Ofcom urged to clamp down on broadband speed deceit
But 8Mbit/s could happen...theoretically
Updated The Ofcom Consumer Panel has called on regulators to pull their fingers out and demand that ISPs are more honest with us about the limitations of broadband.
The group wants a new mandatory code of practice to force providers to qualify their dodgy "up to" speed claims, which accompany virtually all broadband marketing. The slowdown effects of contention, distance from the exchange, and network status should be made clear, it argues.
The panel has no powers of its own, but acts as an independent advisory body to Ofcom on consumers' behalf.
Panel chair Colette Bowe said: "This code would establish agreed processes to give the customer the best information during and after the sales process, and to give them flexibility to move freely to different packages that reflect the actual speeds with which their ISPs are able to provide them."
If Ofcom heeds the call, ISPs will be obliged to contact people two weeks after their line is activated to tell them their actual upload and download bit rates. If the customer isn't happy, they should then be released from their contract, the panel has written to Ofcom chief Ed Richards.
Research has shown that most of the public don't understand that if they buy an "up to" 8Mbit/s package, they're unlikely to ever get much better than 4Mbit/s.
Meanwhile, overall satisfaction with ISPs' customer service has been sliding.
The consumer panel approached the big ISPs in October to ask how they thought consumers could be better informed.
The fact that it has called on watchdogs to impose new regulations suggests it didn't get the response it was hoping for, or at least no ISP agreed to be honest when rivals are using weasel words in advertising.
The consumer panel's letter to Richards is here (pdf). Ofcom has said it is examining the issue, but has given no indication if and when it will act.

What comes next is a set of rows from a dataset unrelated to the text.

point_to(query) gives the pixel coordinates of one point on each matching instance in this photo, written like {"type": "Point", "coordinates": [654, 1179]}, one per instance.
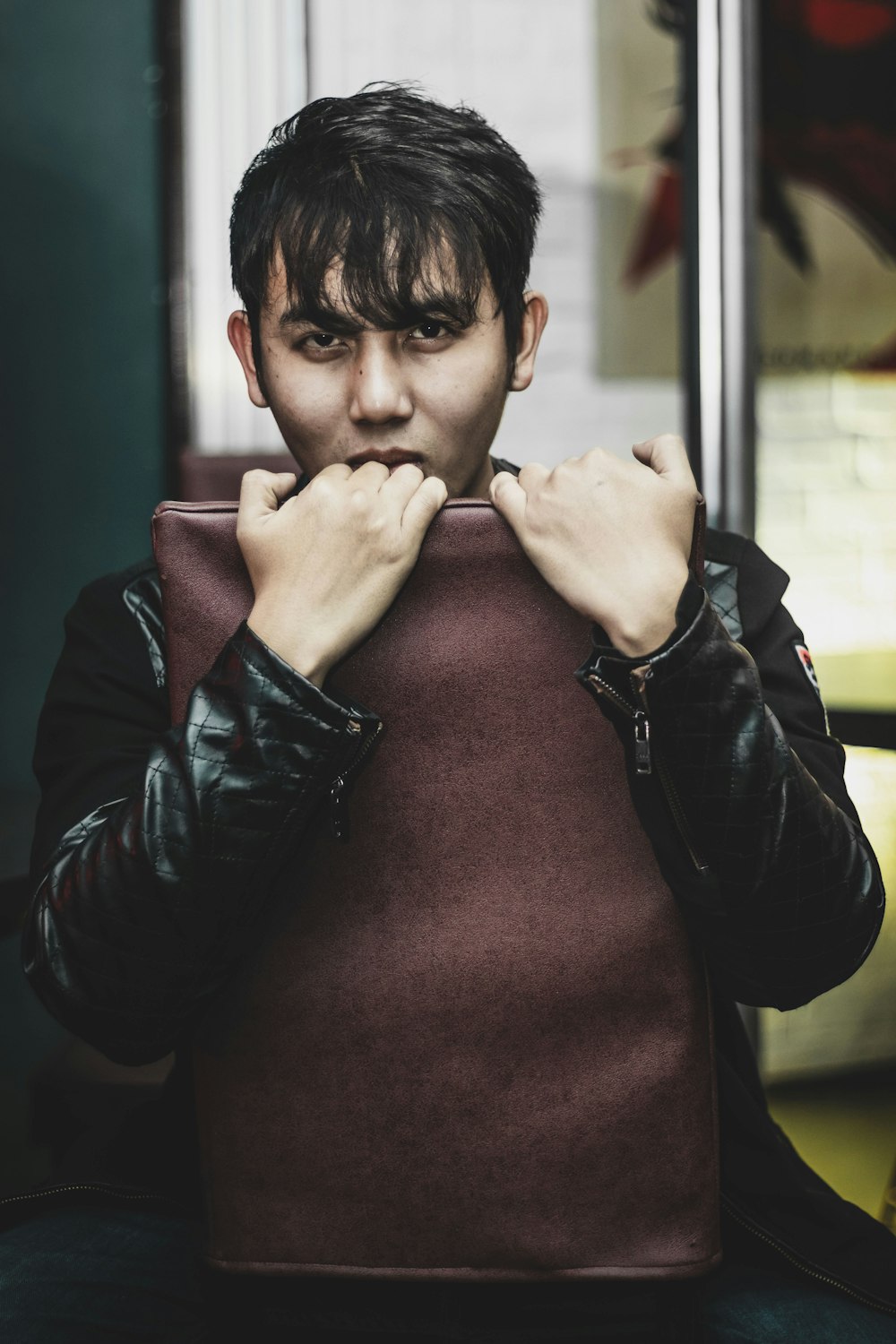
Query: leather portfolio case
{"type": "Point", "coordinates": [474, 1040]}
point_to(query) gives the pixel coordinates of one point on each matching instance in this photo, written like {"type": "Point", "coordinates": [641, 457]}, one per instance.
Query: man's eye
{"type": "Point", "coordinates": [430, 330]}
{"type": "Point", "coordinates": [322, 340]}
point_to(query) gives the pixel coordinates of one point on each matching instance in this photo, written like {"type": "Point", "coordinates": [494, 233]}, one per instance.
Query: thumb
{"type": "Point", "coordinates": [508, 497]}
{"type": "Point", "coordinates": [667, 456]}
{"type": "Point", "coordinates": [261, 492]}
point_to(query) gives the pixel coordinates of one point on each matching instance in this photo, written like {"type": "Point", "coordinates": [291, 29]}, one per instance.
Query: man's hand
{"type": "Point", "coordinates": [611, 538]}
{"type": "Point", "coordinates": [330, 562]}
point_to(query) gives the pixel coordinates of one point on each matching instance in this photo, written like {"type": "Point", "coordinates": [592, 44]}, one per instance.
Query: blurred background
{"type": "Point", "coordinates": [718, 249]}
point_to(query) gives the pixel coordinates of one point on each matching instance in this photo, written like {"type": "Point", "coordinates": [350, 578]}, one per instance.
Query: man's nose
{"type": "Point", "coordinates": [381, 389]}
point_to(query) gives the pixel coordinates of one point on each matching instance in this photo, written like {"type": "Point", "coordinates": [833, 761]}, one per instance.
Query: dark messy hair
{"type": "Point", "coordinates": [416, 201]}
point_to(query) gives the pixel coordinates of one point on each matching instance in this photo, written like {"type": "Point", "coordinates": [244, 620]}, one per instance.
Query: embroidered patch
{"type": "Point", "coordinates": [805, 661]}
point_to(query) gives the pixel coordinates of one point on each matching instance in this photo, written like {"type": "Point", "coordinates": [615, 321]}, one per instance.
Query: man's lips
{"type": "Point", "coordinates": [390, 457]}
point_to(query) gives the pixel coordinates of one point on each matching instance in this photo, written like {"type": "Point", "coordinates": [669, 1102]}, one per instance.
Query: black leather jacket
{"type": "Point", "coordinates": [155, 849]}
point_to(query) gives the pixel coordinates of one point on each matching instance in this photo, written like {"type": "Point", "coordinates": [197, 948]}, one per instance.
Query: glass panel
{"type": "Point", "coordinates": [826, 419]}
{"type": "Point", "coordinates": [828, 335]}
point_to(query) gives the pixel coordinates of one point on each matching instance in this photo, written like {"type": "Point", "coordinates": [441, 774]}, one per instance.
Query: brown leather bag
{"type": "Point", "coordinates": [474, 1042]}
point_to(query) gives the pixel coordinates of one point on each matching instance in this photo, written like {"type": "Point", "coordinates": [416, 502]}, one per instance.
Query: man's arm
{"type": "Point", "coordinates": [156, 846]}
{"type": "Point", "coordinates": [766, 857]}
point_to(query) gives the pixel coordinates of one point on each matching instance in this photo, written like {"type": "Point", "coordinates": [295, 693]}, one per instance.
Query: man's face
{"type": "Point", "coordinates": [432, 394]}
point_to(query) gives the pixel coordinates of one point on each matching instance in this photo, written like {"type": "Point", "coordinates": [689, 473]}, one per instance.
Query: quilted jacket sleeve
{"type": "Point", "coordinates": [745, 803]}
{"type": "Point", "coordinates": [152, 859]}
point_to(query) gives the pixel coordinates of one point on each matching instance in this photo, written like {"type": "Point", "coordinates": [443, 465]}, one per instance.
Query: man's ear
{"type": "Point", "coordinates": [535, 314]}
{"type": "Point", "coordinates": [241, 338]}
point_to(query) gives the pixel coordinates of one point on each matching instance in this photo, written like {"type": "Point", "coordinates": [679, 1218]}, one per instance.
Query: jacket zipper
{"type": "Point", "coordinates": [802, 1266]}
{"type": "Point", "coordinates": [642, 754]}
{"type": "Point", "coordinates": [339, 804]}
{"type": "Point", "coordinates": [645, 755]}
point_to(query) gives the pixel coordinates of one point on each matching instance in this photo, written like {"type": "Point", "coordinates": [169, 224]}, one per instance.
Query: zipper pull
{"type": "Point", "coordinates": [339, 811]}
{"type": "Point", "coordinates": [642, 762]}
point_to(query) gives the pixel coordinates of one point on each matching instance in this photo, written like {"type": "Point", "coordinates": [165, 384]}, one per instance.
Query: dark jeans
{"type": "Point", "coordinates": [89, 1276]}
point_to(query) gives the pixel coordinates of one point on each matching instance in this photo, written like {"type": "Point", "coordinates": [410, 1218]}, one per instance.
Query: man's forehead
{"type": "Point", "coordinates": [435, 288]}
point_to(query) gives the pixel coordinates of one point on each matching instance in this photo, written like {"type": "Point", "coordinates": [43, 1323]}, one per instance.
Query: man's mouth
{"type": "Point", "coordinates": [392, 457]}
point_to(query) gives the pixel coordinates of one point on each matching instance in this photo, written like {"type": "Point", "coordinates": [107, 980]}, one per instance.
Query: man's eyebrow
{"type": "Point", "coordinates": [330, 320]}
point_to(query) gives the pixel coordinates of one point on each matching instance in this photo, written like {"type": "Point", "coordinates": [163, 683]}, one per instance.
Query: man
{"type": "Point", "coordinates": [381, 246]}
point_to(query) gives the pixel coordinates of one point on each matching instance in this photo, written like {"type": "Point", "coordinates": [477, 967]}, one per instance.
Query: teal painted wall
{"type": "Point", "coordinates": [82, 370]}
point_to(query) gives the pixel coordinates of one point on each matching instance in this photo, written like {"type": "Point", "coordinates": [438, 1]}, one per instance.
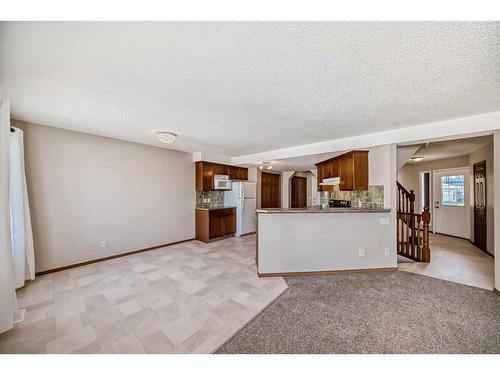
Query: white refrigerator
{"type": "Point", "coordinates": [243, 196]}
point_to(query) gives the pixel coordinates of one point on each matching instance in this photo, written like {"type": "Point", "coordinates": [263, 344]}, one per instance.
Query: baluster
{"type": "Point", "coordinates": [426, 218]}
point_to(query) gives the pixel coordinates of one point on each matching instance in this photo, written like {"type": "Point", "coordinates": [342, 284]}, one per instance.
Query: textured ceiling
{"type": "Point", "coordinates": [451, 148]}
{"type": "Point", "coordinates": [239, 88]}
{"type": "Point", "coordinates": [300, 163]}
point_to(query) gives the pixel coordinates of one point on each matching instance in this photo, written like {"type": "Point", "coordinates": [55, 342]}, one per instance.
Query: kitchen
{"type": "Point", "coordinates": [225, 201]}
{"type": "Point", "coordinates": [352, 227]}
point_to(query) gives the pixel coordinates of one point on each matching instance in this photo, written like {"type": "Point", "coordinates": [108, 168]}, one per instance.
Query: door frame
{"type": "Point", "coordinates": [291, 189]}
{"type": "Point", "coordinates": [467, 198]}
{"type": "Point", "coordinates": [280, 187]}
{"type": "Point", "coordinates": [473, 205]}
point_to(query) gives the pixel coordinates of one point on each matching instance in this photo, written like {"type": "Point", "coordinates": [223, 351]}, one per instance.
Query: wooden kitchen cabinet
{"type": "Point", "coordinates": [215, 223]}
{"type": "Point", "coordinates": [205, 172]}
{"type": "Point", "coordinates": [351, 167]}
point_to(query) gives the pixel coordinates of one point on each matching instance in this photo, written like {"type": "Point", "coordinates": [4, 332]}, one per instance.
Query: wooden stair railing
{"type": "Point", "coordinates": [413, 235]}
{"type": "Point", "coordinates": [412, 228]}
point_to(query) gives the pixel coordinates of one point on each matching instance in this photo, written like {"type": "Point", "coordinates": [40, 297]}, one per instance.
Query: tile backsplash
{"type": "Point", "coordinates": [371, 198]}
{"type": "Point", "coordinates": [209, 198]}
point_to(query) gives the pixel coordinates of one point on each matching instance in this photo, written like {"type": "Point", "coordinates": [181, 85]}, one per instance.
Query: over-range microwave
{"type": "Point", "coordinates": [222, 182]}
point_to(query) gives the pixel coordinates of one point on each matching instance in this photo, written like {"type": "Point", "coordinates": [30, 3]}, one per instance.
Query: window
{"type": "Point", "coordinates": [453, 190]}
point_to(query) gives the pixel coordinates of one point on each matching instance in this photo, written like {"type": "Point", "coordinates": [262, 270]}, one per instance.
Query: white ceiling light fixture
{"type": "Point", "coordinates": [166, 137]}
{"type": "Point", "coordinates": [266, 165]}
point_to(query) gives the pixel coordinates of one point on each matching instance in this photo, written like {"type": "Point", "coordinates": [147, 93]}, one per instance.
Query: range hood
{"type": "Point", "coordinates": [330, 181]}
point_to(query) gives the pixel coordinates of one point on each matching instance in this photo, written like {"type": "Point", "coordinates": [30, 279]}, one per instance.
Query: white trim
{"type": "Point", "coordinates": [472, 125]}
{"type": "Point", "coordinates": [466, 172]}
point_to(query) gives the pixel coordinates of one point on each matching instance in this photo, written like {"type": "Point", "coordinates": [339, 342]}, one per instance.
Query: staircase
{"type": "Point", "coordinates": [412, 228]}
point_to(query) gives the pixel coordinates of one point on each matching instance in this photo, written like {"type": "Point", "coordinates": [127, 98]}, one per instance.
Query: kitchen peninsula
{"type": "Point", "coordinates": [317, 240]}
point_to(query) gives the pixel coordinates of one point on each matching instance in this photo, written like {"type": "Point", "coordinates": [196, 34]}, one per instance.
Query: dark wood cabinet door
{"type": "Point", "coordinates": [346, 173]}
{"type": "Point", "coordinates": [334, 168]}
{"type": "Point", "coordinates": [221, 169]}
{"type": "Point", "coordinates": [299, 192]}
{"type": "Point", "coordinates": [270, 190]}
{"type": "Point", "coordinates": [242, 173]}
{"type": "Point", "coordinates": [208, 176]}
{"type": "Point", "coordinates": [319, 175]}
{"type": "Point", "coordinates": [233, 173]}
{"type": "Point", "coordinates": [480, 205]}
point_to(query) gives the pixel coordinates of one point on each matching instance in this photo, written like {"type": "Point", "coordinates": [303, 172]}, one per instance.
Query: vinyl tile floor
{"type": "Point", "coordinates": [185, 298]}
{"type": "Point", "coordinates": [454, 259]}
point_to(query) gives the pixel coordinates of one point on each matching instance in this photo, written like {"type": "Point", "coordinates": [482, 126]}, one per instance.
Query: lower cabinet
{"type": "Point", "coordinates": [215, 223]}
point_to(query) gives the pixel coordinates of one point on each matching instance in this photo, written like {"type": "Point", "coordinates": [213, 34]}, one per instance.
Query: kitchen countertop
{"type": "Point", "coordinates": [210, 208]}
{"type": "Point", "coordinates": [319, 210]}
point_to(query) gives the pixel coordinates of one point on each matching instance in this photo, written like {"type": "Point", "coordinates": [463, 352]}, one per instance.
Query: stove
{"type": "Point", "coordinates": [339, 203]}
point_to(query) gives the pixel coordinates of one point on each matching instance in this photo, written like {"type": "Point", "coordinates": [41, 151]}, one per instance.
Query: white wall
{"type": "Point", "coordinates": [496, 199]}
{"type": "Point", "coordinates": [379, 170]}
{"type": "Point", "coordinates": [484, 153]}
{"type": "Point", "coordinates": [84, 189]}
{"type": "Point", "coordinates": [409, 174]}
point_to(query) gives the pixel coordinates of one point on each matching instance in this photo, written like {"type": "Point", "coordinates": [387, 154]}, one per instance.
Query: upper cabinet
{"type": "Point", "coordinates": [351, 168]}
{"type": "Point", "coordinates": [205, 172]}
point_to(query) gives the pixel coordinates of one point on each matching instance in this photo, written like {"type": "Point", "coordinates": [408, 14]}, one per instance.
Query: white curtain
{"type": "Point", "coordinates": [21, 235]}
{"type": "Point", "coordinates": [8, 304]}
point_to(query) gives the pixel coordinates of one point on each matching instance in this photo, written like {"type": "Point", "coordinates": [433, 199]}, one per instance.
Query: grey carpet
{"type": "Point", "coordinates": [375, 312]}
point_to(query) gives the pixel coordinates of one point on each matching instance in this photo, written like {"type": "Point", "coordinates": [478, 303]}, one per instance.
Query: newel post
{"type": "Point", "coordinates": [412, 202]}
{"type": "Point", "coordinates": [426, 219]}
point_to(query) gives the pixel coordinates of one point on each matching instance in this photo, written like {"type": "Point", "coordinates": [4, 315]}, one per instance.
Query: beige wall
{"type": "Point", "coordinates": [259, 184]}
{"type": "Point", "coordinates": [409, 174]}
{"type": "Point", "coordinates": [484, 153]}
{"type": "Point", "coordinates": [84, 189]}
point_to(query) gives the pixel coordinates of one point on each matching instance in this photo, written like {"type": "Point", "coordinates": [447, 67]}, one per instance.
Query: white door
{"type": "Point", "coordinates": [451, 202]}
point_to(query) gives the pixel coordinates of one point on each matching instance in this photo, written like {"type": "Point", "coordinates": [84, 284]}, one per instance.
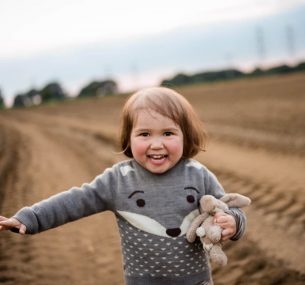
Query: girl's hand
{"type": "Point", "coordinates": [11, 224]}
{"type": "Point", "coordinates": [228, 223]}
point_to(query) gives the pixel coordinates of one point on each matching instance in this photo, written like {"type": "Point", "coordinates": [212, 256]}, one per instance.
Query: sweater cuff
{"type": "Point", "coordinates": [240, 220]}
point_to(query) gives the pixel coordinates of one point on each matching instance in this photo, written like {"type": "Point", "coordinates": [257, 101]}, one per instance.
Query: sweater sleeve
{"type": "Point", "coordinates": [68, 206]}
{"type": "Point", "coordinates": [215, 188]}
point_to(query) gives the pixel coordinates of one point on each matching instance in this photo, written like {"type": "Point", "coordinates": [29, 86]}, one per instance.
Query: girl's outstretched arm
{"type": "Point", "coordinates": [12, 224]}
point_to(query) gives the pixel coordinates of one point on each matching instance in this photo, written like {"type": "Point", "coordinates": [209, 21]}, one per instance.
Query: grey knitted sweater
{"type": "Point", "coordinates": [153, 212]}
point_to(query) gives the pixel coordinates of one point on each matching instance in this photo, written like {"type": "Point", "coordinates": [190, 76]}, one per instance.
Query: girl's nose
{"type": "Point", "coordinates": [156, 143]}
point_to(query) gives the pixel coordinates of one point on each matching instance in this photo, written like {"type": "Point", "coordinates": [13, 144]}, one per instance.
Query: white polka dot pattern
{"type": "Point", "coordinates": [147, 254]}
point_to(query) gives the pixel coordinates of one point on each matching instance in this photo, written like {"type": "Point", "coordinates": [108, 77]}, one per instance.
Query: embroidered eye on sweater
{"type": "Point", "coordinates": [140, 202]}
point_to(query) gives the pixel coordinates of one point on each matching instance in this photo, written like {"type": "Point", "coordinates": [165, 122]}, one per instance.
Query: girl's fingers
{"type": "Point", "coordinates": [22, 229]}
{"type": "Point", "coordinates": [2, 218]}
{"type": "Point", "coordinates": [10, 223]}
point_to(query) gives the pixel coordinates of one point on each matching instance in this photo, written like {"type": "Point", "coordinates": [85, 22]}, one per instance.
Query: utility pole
{"type": "Point", "coordinates": [290, 41]}
{"type": "Point", "coordinates": [260, 44]}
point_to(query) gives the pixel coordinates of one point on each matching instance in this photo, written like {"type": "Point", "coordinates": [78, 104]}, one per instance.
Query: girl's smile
{"type": "Point", "coordinates": [156, 141]}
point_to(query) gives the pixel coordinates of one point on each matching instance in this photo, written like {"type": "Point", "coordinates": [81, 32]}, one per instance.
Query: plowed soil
{"type": "Point", "coordinates": [256, 147]}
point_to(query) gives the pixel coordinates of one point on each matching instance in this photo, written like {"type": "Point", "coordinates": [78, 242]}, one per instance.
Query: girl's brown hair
{"type": "Point", "coordinates": [171, 104]}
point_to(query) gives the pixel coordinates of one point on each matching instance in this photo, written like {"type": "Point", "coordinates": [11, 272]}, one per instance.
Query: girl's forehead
{"type": "Point", "coordinates": [148, 117]}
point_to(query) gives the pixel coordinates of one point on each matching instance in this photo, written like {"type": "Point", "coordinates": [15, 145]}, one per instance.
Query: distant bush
{"type": "Point", "coordinates": [2, 104]}
{"type": "Point", "coordinates": [52, 92]}
{"type": "Point", "coordinates": [99, 88]}
{"type": "Point", "coordinates": [30, 98]}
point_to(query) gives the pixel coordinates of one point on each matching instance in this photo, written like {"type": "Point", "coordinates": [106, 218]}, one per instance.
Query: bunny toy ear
{"type": "Point", "coordinates": [235, 200]}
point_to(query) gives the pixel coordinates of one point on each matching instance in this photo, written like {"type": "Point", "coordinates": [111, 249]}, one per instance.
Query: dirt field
{"type": "Point", "coordinates": [256, 147]}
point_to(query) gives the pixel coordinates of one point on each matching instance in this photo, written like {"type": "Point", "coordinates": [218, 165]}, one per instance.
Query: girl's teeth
{"type": "Point", "coordinates": [157, 156]}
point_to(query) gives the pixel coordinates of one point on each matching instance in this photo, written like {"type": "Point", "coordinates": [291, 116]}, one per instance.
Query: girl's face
{"type": "Point", "coordinates": [156, 141]}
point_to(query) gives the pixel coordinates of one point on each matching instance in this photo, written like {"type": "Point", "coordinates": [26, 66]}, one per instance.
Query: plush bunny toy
{"type": "Point", "coordinates": [209, 232]}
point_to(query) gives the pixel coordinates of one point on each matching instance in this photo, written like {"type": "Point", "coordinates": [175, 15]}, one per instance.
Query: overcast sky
{"type": "Point", "coordinates": [34, 26]}
{"type": "Point", "coordinates": [42, 40]}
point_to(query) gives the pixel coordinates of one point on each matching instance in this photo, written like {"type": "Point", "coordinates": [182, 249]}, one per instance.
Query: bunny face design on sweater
{"type": "Point", "coordinates": [166, 210]}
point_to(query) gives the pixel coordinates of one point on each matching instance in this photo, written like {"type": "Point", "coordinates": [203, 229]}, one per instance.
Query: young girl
{"type": "Point", "coordinates": [154, 195]}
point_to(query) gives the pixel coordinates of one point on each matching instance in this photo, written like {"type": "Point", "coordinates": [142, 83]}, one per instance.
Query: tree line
{"type": "Point", "coordinates": [53, 91]}
{"type": "Point", "coordinates": [228, 74]}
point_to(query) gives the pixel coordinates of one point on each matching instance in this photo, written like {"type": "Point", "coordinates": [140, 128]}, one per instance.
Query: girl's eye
{"type": "Point", "coordinates": [190, 198]}
{"type": "Point", "coordinates": [140, 203]}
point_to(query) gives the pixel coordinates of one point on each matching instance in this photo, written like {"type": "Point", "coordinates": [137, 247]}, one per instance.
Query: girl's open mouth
{"type": "Point", "coordinates": [157, 156]}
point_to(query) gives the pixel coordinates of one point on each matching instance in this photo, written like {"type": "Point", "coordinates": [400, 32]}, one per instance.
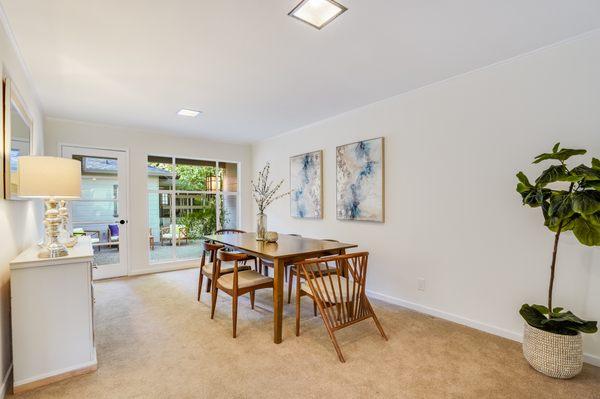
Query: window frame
{"type": "Point", "coordinates": [172, 194]}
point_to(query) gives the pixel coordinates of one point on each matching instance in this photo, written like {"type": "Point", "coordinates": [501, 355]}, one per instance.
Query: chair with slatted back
{"type": "Point", "coordinates": [236, 231]}
{"type": "Point", "coordinates": [340, 296]}
{"type": "Point", "coordinates": [269, 264]}
{"type": "Point", "coordinates": [207, 268]}
{"type": "Point", "coordinates": [326, 269]}
{"type": "Point", "coordinates": [236, 284]}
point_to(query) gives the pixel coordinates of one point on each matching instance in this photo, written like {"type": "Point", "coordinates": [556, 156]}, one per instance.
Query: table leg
{"type": "Point", "coordinates": [278, 299]}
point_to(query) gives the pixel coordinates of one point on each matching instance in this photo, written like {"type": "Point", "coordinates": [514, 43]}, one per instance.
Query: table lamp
{"type": "Point", "coordinates": [50, 178]}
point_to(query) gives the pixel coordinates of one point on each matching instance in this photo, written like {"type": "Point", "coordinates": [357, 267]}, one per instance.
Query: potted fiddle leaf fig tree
{"type": "Point", "coordinates": [569, 199]}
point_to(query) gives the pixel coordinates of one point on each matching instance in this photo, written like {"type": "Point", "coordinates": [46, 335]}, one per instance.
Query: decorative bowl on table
{"type": "Point", "coordinates": [271, 236]}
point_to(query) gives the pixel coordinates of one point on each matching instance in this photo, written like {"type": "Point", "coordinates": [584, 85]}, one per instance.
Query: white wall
{"type": "Point", "coordinates": [19, 227]}
{"type": "Point", "coordinates": [452, 214]}
{"type": "Point", "coordinates": [140, 144]}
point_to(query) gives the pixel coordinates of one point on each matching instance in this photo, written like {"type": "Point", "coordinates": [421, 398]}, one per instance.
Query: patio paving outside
{"type": "Point", "coordinates": [160, 253]}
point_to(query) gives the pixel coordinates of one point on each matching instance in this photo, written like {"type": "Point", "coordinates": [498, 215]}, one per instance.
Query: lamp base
{"type": "Point", "coordinates": [53, 251]}
{"type": "Point", "coordinates": [53, 248]}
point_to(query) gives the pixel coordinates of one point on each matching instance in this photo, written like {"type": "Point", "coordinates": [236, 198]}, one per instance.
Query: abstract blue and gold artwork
{"type": "Point", "coordinates": [359, 181]}
{"type": "Point", "coordinates": [306, 185]}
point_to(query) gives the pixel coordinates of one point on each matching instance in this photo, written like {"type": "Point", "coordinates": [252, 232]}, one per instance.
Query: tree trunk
{"type": "Point", "coordinates": [553, 266]}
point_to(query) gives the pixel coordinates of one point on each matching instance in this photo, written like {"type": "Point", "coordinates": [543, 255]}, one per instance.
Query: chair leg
{"type": "Point", "coordinates": [213, 303]}
{"type": "Point", "coordinates": [290, 287]}
{"type": "Point", "coordinates": [377, 323]}
{"type": "Point", "coordinates": [298, 313]}
{"type": "Point", "coordinates": [200, 285]}
{"type": "Point", "coordinates": [234, 314]}
{"type": "Point", "coordinates": [336, 346]}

Separately today, research showed that among "up to 8Mbit/s" providers, Sky's LLU network delivers the highest median average download speed at 3.1Mbit/s.
Virgin Media took the fastest consumer broadband available crown, with its "up to" 20Mbit/s cable package delivering median 7.3Mbit/s, ahead of O2-owned Be's 5.2Mbit/s ADSL2+ service. ®
Ofcom has replied (pdf). In a letter published by the regulator today, Ed Richards told the consumer panel watchdogs are talking to ISPs about the issues it has raised, and will consider using formal powers if they don't get results. "We are keen that any measures are implemented in the shortest time frame possible," he wrote.
ISP - Line speed
Interesting to read the comments about ISP honest with regard to line speed. I feel this pales into insignificance with what I have been told by three ISPs, with regard to Broadband Max and Up to 8 Mb. When I have complained about speed I have been told that BT will not investigate anything where the customer is getting above 512K as that is the acceptable level as far as BT is concerned.
OFCOM - day late, dollar short
Aren't these the people who were supposed to break BT's monopoly? 18 years ago?!?
I still have no alternative to using BT where I live. Even subscribing to another phone provider still requires me to pay BT's monthly standing charge.
OFCOM - as much use as the ASA. Chocolate teapots the lot of them.
Replace 4MB, 8MB and 20MB with Pear, Banana and Orange. People have no idea what it means anyway and just need a reference with which to compare packages. Then, you give each ISP a rating for how close their average speed is to the 4MB, 8MB etc theoretical limit.
Consumers do not get to issue a project spec and then wait for tenders, they simply need a system to easily compare what the different ISPs have to offer.
I know full well that "Up to 8MB" is not going to give me 8MB 24/7, but I know that the ISP's are all using it to mean the same thing so I can look at their relative prices and make a choice. What will really make a difference is a standardised logo system for representing download caps and penalties for exceeding said cap.